I dragged myself out of bed at 6am the next morning and rushed over to the hotel. I was dreading having to tell them I wasn’t coming. I didn’t know what to say. I knew my friends from the Vietnamese part of the tour would be looking at me like I was crazy. Yes I was throwing away some money, but I was sure I was going to enjoy Cambodia so much more outside the rigid confines of a tour group. But, I was nervous about it all, so when I arrived at the hotel I spoke to the tour guide and I said that I couldn’t come with them now but I might join them later in the trip. I filled in the necessary paper work, had a chat with Monique and explained what was going on, and, exhausted, walked back to the hostel. I went back to sleep for a few hours, since it was still so early.

Later that day, after another full English at the nearby restaurant, and a stop at a camera shop to get Sam’s fixed, we headed out to find a temple that was mentioned in the guide book. It was quite a walk but we knew most of the streets well by now and the first half of the walk went smoothly. As we began to get closer to the temple, though, the roads didn’t quite seem to line up with the map. We walked in circles for over an hour, constantly in flux between feeling like we knew where we were, and having absolutely no idea whatsoever. Eventually, as it was getting late, we were forced to give up – the temple probably wouldn’t even be open if we got there now – and exhausted from walking we hailed a cab to take us back to the hostel.

We had a final meal at a delicious Vietnamese restaurant (that we had to work hard to find since we were located in a very touristy part of Vietnam, where apparently everybody wants burgers and pizza) and then went for some drinks at a few bars along our road. Back at the first bar we’d been to when we arrived, we met another couple who were travelling and spent the evening chatting to them over cocktails and shisha. We even ended up in a club with them but thankfully managed to get home before 2am ready for our early morning bus to Phnom Penh the following day.

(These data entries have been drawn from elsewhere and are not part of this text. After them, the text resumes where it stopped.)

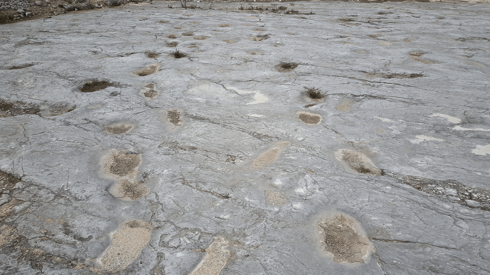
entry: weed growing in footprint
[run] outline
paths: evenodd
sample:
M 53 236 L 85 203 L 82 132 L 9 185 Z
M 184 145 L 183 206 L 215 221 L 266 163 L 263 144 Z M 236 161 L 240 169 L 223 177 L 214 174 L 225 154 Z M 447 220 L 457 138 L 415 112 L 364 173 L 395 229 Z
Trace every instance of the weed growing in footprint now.
M 321 99 L 325 97 L 325 94 L 319 89 L 315 87 L 309 88 L 304 87 L 306 89 L 306 92 L 308 93 L 308 96 L 312 99 Z
M 180 52 L 179 50 L 177 50 L 175 52 L 172 54 L 172 55 L 174 58 L 182 58 L 182 57 L 185 57 L 187 56 L 187 55 L 184 53 L 183 52 Z
M 92 92 L 96 91 L 103 90 L 109 86 L 112 86 L 113 84 L 105 80 L 92 80 L 86 82 L 83 87 L 80 89 L 82 92 Z
M 277 70 L 281 72 L 288 72 L 296 69 L 299 64 L 290 62 L 281 62 L 278 65 Z

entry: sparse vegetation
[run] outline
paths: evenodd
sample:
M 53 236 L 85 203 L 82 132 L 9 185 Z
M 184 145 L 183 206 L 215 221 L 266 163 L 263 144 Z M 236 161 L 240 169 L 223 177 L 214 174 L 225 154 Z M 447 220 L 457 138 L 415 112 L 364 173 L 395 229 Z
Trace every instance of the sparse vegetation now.
M 82 92 L 92 92 L 104 89 L 109 86 L 112 86 L 112 83 L 105 80 L 93 80 L 83 84 L 83 87 L 80 89 Z
M 175 49 L 175 52 L 174 52 L 172 55 L 173 56 L 173 57 L 175 58 L 182 58 L 182 57 L 187 56 L 187 54 L 184 53 L 183 52 L 180 52 L 178 49 Z
M 304 87 L 306 89 L 306 92 L 308 93 L 308 96 L 313 99 L 321 99 L 325 97 L 325 94 L 319 89 L 315 87 L 308 88 Z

We arranged through our hostel for a bus from Ho Chi Minh City to Phnom Penh. This was perhaps a foolish decision, in the following way: I’d checked online and seen that there were no direct bus routes from Ho Chi Minh to Sihanoukville, you had to go via Phnom Penh. This was a little annoying, as we wanted to visit Phnom Penh, but we were rushing to Sihanoukville to celebrate New Years Eve. Knowing that we’d have to go via Phnom Penh, when I booked the tickets with the hostel receptionist I asked about buses to Phnom Penh. It never crossed my mind that we could book a ticket right through to Sihanoukville. When we finally got on the bus, though there were people on there who’d booked all the way to Sihanoukville, and this meant they had a nice short bus-change in Phnom Penh and were already booked onto the bus down to the coast. By contrast, we had to queue up in Phnom Penh and book another bus, and consequently had to wait a few hours for the next available seats. This did have the advantage that we had time to get a little food and stock up, but that’s another story.